Tenang saja, bajaj yang datang ke Bandung adalah bajaj berbahan bakar gas yang ramah lingkungan. Kedatangan mereka ini selain membantu para kuli tinta juga membawa pesan damai untuk transportasi di Kota Bandung, terutama dalam penggunaan bahan bakar alternatif untuk transportasi umum.

Bukan rahasia lagi kalau salah satu alasan mengapa warga Bandung lebih memilih kendaraan pribadi dibandingkan transportasi umum adalah ongkos yang harus dikeluarkan. Untuk satu kali perjalanan terjauh menggunakan angkot biasanya penumpang mengeluarkan Rp 6.000,00-7.000,00. Belum lagi kalau tempat tujuan tidak bisa dituju dengan satu kali naik angkot. Belum lagi untuk ongkos pulang. Ongkos ini juga akan terus naik seiring naiknya harga bahan bakar minyak.

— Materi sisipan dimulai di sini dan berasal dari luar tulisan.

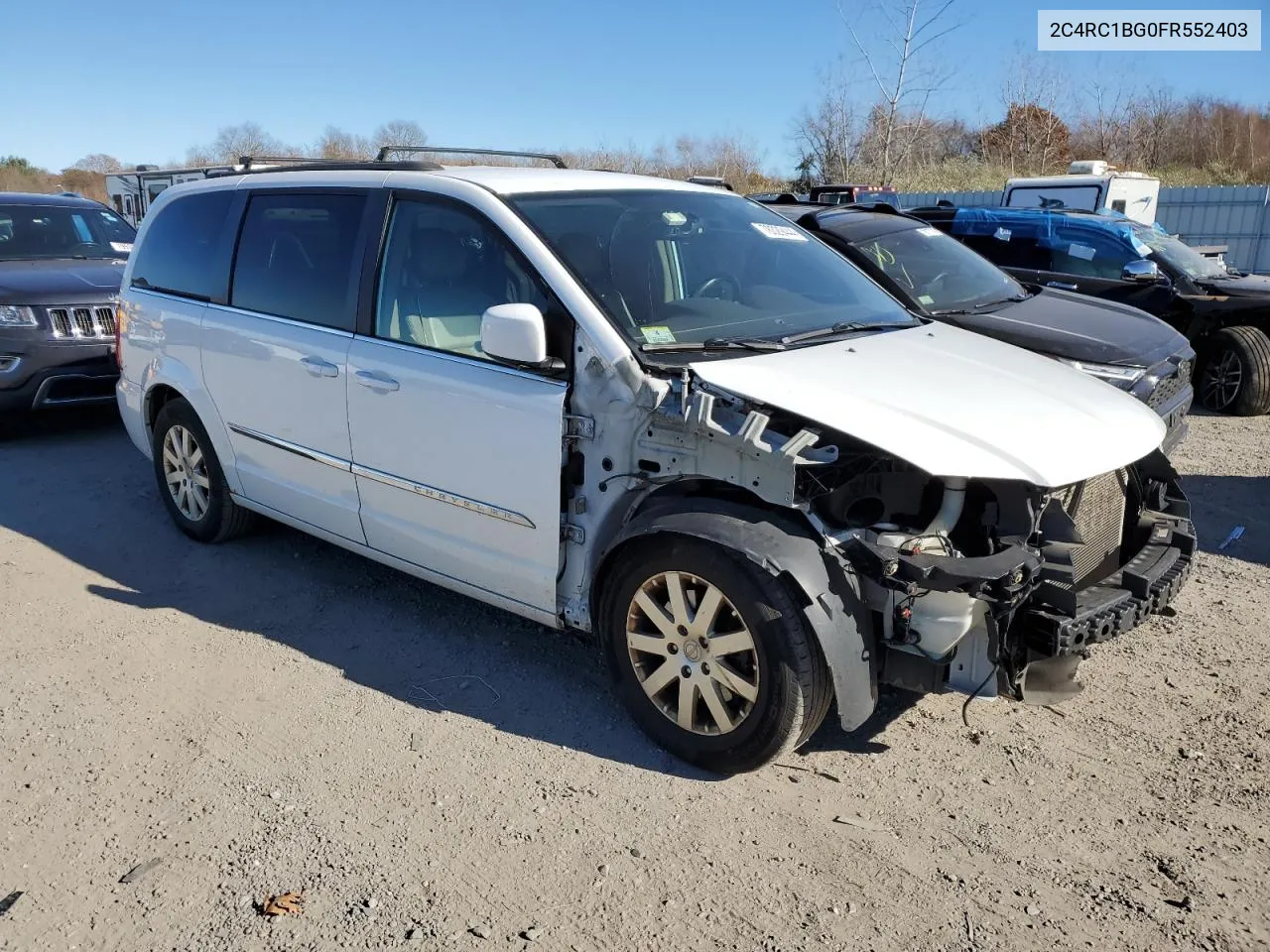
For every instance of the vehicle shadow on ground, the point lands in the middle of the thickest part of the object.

C360_2015-04-24-09-28-46-865

Pak Sakim dan bajajnya

Bagaimana dengan bahan bakar gas? Menurut Pak Sakim, salah satu supir bajaj gas, bahan bakar gas ini sangat murah. Seliter bahan bakar gas hanya dipatok Rp 3.100,00. Bandingkan dengan harga bahan bakar minyak jenis Premium yang saat ini dipatok dengan harga Rp 7.400,00 per liter. Bahan bakar gas ini juga lebih irit dibanding bahan bakar minyak. “Bajaj 4 tak 250 cc ini kalau pake premium perliternya paling cuma kuat 20-25 km, sedangkan pake gas bisa sampai 30-35 km”.

Di Jakarta, mulai awal tahun semua angkutan umum yang beroperasi harus menggunakan bahan bakar gas. Penggunaan bahan bakar gas ini awalnya dimulai oleh Transjakarta atau yang lebih kita kenal dengan nama ‘busway’. Bajaj termasuk juga ke moda transportasi yang menggunakan bahan bakar gas, makanya ke depan kita ga akan lagi liat bajaj berwarna oranye yang berisik dan berasap hitam pekat.

Bahan bakar gas ini juga seharusnya menjadi bahan bakar masa depan tak hanya di Bandung, namun juga di Indonesia. Emisi bahan bakar gas sangat kecil sekali dibanding dengan bensin. Menurut M. Husni (2014), penggunaan BBG dapat mengurangi emisi karbon monoksida sebesar 95%, emisi karbon dioksida sebesar 25%, emisi hidro sebesar 80%, dan emisi nitrogen oksida sebesar 30%. Artinya, penggunaan bahan bakar gas akan berdampak positif bagi lingkungan karena ikut serta dalam pengurangan pemanasan global.

Siapa bilang bajaj cuma bisa bawa masalah? Ternyata selama seminggu di Bandung, bajaj ini bisa jadi pembawa pesan damai bagi Kota Bandung dan Indonesia.